Diante dessa escolha e para a sua sobrevivência no campo psiquiátrico, Nise da Silveira teve que se dedicar a pesquisas que registrassem, em síntese, “os resultados obtidos com a utilização de atividades, comprovar a eficácia dessa forma de tratamento, investigar efeitos nocivos dos tratamentos tradicionais, comprovar capacidades criativas e de aprendizados dos esquizofrênicos” (LIMA, 2009, p.139). A psicologia junguiana lhe serviu de aporte teórico para que pudesse se embrenhar nessa tarefa de análise dos trabalhos pictóricos dos loucos e ter acesso ao que mais ambicionava, isto é, as produções inconscientes daqueles que tratava. Assim, comenta Quinet:

O encontro de Nise da Silveira com a psicologia junguiana nos anos 50 vai doravante dar o enquadramento teórico desse ateliê de pintura [...]. O método de deciframento das obras, segundo a busca de símbolos do inconsciente coletivo, de mandalas e arquétipos caros a Jung, fez a doutora Nise da Silveira escrever bastante sobre essa experiência e sustentar e estimular a criação de outros ateliês, em outros lugares [...] (2009, p.210).

Em 1952, o Museu de Imagens do Inconsciente foi criado pela psiquiatra alagoana, inicialmente como um espaço para possibilitar o estudo dessas obras; ele não deixa de ser isso, mas vale dizer que é muito mais do que isso.

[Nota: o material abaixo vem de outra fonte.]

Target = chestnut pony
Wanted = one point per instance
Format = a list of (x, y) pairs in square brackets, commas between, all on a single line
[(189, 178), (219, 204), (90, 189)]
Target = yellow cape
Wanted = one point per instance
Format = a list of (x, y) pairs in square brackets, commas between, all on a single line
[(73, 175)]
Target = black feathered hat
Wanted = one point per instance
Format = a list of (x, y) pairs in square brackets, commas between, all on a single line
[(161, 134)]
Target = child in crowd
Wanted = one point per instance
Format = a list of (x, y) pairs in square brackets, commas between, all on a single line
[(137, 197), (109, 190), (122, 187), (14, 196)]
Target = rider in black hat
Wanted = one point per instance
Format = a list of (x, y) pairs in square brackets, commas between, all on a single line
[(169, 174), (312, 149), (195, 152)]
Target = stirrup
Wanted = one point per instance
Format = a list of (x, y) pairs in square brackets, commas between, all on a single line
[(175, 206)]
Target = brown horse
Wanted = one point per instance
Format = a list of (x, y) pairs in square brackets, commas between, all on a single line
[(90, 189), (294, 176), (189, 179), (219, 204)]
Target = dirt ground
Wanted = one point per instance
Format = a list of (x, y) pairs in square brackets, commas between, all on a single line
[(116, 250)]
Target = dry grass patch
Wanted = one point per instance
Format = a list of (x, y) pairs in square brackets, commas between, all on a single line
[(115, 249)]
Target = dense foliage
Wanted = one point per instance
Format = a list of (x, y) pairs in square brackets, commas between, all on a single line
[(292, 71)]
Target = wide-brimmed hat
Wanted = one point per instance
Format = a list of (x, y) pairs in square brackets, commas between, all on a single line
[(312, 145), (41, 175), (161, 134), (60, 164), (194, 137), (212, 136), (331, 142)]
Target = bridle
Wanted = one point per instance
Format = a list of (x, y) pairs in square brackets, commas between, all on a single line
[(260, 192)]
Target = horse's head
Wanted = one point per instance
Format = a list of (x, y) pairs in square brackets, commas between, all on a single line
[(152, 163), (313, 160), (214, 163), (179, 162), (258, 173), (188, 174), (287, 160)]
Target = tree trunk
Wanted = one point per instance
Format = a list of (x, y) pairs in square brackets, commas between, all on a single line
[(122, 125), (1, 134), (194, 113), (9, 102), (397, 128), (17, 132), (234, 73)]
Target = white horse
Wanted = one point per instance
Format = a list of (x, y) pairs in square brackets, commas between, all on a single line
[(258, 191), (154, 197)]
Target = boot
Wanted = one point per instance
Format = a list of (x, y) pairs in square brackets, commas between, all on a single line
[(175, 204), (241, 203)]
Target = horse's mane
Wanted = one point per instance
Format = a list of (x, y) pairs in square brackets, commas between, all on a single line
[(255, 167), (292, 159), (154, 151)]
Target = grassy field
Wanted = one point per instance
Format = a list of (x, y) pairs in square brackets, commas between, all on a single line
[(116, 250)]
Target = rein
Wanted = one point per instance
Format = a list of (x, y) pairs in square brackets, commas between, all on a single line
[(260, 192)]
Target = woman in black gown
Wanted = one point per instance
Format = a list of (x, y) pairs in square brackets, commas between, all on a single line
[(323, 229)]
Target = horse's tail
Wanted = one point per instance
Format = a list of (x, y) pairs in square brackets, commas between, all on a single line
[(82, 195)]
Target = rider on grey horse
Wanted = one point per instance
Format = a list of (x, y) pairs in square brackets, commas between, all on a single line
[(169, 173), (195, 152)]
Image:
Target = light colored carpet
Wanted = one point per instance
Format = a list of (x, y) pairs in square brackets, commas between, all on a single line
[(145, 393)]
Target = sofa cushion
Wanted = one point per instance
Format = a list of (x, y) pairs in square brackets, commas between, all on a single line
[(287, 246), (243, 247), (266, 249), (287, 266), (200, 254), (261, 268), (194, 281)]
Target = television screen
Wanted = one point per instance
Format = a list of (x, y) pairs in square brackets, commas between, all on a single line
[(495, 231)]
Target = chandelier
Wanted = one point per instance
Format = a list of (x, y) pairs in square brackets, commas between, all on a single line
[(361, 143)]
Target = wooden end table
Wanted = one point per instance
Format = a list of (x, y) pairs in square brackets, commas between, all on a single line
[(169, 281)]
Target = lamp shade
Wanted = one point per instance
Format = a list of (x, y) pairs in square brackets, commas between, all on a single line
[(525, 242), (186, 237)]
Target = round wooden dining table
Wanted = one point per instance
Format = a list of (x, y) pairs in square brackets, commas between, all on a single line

Embora alocado em Engenho de Dentro, este ambiente que comporta fazeres enigmáticos e uma poética incomum de cada um dos internos foi arquitetado, conforme as palavras de sua criadora, para ser um “museu-vivo” (SILVEIRA, 1980).

Como é possível constatar, as experiências de Engenho de Dentro foram para fora, por exemplo, a Casa das Palmeiras, fundada por Nise em 1956, instituição pioneira de tratamento para pacientes graves em regime de portas abertas. Esta expansão não parou por aí, a trilogia Imagens do inconsciente: em busca do espaço cotidiano (1983), dirigida pelo cineasta Leon Hirshman sobre o Museu e os seus artistas propiciou que tais produções pudessem circular em outros meios. Antes disso, houve o encontro promissor com o crítico de arte Mário Pedrosa - culminando na arte virgem – que, além de elevar a iniciativa da psiquiatra, interessou-se profundamente pelas manifestações daqueles que,

mesmo alheios ao campo artístico, estiveram bastante atravessados pelo fenômeno estético. Na perspectiva do crítico, “os termos normalidade e anormalidade não teriam qualquer relevância no domínio das artes” (LIMA, 2009, p.163). Ademais, pinturas e desenhos de Fernando Diniz, Raphael, Emydio, Abelardo, Carlos Petruis, Octávio Inácio, Adelina Gomes puderam participar de exposições nacionais e internacionais e, muitos deles, inclusive, “puderam sair do anonimato asilar e se situar no mundo do mercado onde o Outro dita a lei” (QUINET, 2009, p.209).

Enfim, neste parêntese sobre estes dois psiquiatras e suas experimentações estético-clínicas cabe sublinhar que a vitalidade destes espaços adveio substancialmente de um ambiente híbrido, com efeitos para a clínica da psicose irrefutáveis. Ao criar um ambiente em outro, na contramão daquele que o abrigava, estas experiências fazem pensar que não apenas o compromisso clínico e suas repercussões para cada paciente estava em questão, mas também seus efeitos colaterais: sua dimensão ética e política – o que nos remete às narrativas iniciais deste ambiente.